All you then need to do is work back through reassembling the grinder and you are nearly ready for single dosing.

I have also removed the annoying magnetic switch/tv aerial at the back but will show what I did later in the head, but now I must get some sleep.

Overall first impressions are that this is a superbly put together grinder and grind consistency is very good.


----------



## DoubleShot (Apr 23, 2014)

Excellent guide that I'm sure will be very helpful to at least two new e92 owners.
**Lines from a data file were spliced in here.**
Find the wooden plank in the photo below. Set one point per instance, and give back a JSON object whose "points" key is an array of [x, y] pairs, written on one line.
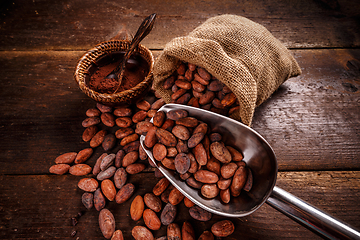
{"points": [[41, 207], [80, 24], [42, 110]]}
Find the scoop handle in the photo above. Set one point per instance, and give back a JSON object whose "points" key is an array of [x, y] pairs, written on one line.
{"points": [[310, 216]]}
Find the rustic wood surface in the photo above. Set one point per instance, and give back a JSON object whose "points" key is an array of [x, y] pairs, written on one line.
{"points": [[312, 121]]}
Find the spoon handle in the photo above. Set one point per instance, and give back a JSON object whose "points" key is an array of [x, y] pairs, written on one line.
{"points": [[144, 29], [310, 216]]}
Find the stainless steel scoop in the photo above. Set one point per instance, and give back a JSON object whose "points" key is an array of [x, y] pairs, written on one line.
{"points": [[260, 157]]}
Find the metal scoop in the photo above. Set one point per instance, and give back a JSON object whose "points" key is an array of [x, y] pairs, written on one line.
{"points": [[260, 158]]}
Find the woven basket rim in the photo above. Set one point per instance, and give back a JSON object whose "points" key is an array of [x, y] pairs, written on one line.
{"points": [[102, 49]]}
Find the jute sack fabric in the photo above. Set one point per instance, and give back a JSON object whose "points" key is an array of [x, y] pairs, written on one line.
{"points": [[242, 54]]}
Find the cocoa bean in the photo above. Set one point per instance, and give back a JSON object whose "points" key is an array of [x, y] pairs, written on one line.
{"points": [[159, 118], [103, 108], [96, 169], [130, 158], [168, 214], [93, 112], [98, 139], [206, 235], [107, 161], [89, 133], [176, 114], [123, 112], [223, 228], [119, 157], [91, 121], [129, 139], [199, 214], [182, 163], [225, 195], [173, 232], [88, 184], [108, 173], [160, 186], [175, 197], [141, 233], [151, 220], [220, 152], [165, 137], [107, 119], [137, 208], [120, 178], [206, 176], [66, 158], [123, 122], [187, 122], [159, 151], [108, 189], [153, 202], [99, 200], [80, 169], [181, 132], [59, 169], [123, 132], [187, 231], [238, 182], [228, 170], [143, 105], [106, 223], [135, 168], [118, 235], [139, 116], [125, 193], [210, 190], [83, 155], [87, 200]]}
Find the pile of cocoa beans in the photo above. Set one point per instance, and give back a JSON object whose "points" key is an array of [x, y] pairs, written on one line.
{"points": [[186, 145], [116, 132], [195, 86]]}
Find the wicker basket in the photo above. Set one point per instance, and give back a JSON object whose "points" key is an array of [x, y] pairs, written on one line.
{"points": [[121, 98]]}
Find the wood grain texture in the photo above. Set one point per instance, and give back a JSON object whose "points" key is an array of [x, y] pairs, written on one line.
{"points": [[311, 121], [80, 24], [41, 207]]}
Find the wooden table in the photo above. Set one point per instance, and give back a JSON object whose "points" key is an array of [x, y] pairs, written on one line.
{"points": [[312, 121]]}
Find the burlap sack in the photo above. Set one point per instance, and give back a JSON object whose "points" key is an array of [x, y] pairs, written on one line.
{"points": [[242, 54]]}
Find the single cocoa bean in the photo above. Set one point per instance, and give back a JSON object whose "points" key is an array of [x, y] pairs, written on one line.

From your early experience, what other grinders (whether conical or flat) would you put this on par with for grind quality/consistency?

Thanks.


----------



## coffeechap (Apr 5, 2012)

It really is too early for my thoughts on grind quality and consistency, but what I will say is that unlike many other conics that I have attempted to single dose, the grind quality of the e92 does not seem to deteriorate at all, which is very fine praise indeed for a big conic


----------



## Thecatlinux (Mar 10, 2014)

What does the retention look like ?


----------



## coffeechap (Apr 5, 2012)

Thecatlinux said:


> What does the retention look like ?


it looks like this

View attachment 14053


----------



## coffeechap (Apr 5, 2012)

but seriously,once the lens hood gets here, this will be near zero retention


----------



## Thecatlinux (Mar 10, 2014)

Will it be in its modded state for the forum day , when like you said you will be putting it beside the e10


----------



## Thecatlinux (Mar 10, 2014)

coffeechap said:


> it looks like this
> 
> View attachment 14053


 what's that about 15grams?


----------



## coffeechap (Apr 5, 2012)

Thecatlinux said:


> Will it be in its modded state for the forum day , when like you said you will be putting it beside the e10


perhaps, but I may change it back as we will be running with full hoppers


----------



## coffeechap (Apr 5, 2012)

Thecatlinux said:


> what's that about 15grams?


seriously?


----------



## coffeechap (Apr 5, 2012)

I put 18 grams in and got 16 grams out without the lens hood, which is he key missing component


----------



## Thecatlinux (Mar 10, 2014)

coffeechap said:


> seriously?


i didn't think it was that much







but I knew if I picked a ridiculous weight I wouldn't have to wait to long for your response LOL:exit:


----------



## DoubleShot (Apr 23, 2014)

Was just about to post I'd be surprised if that was any more than 2g.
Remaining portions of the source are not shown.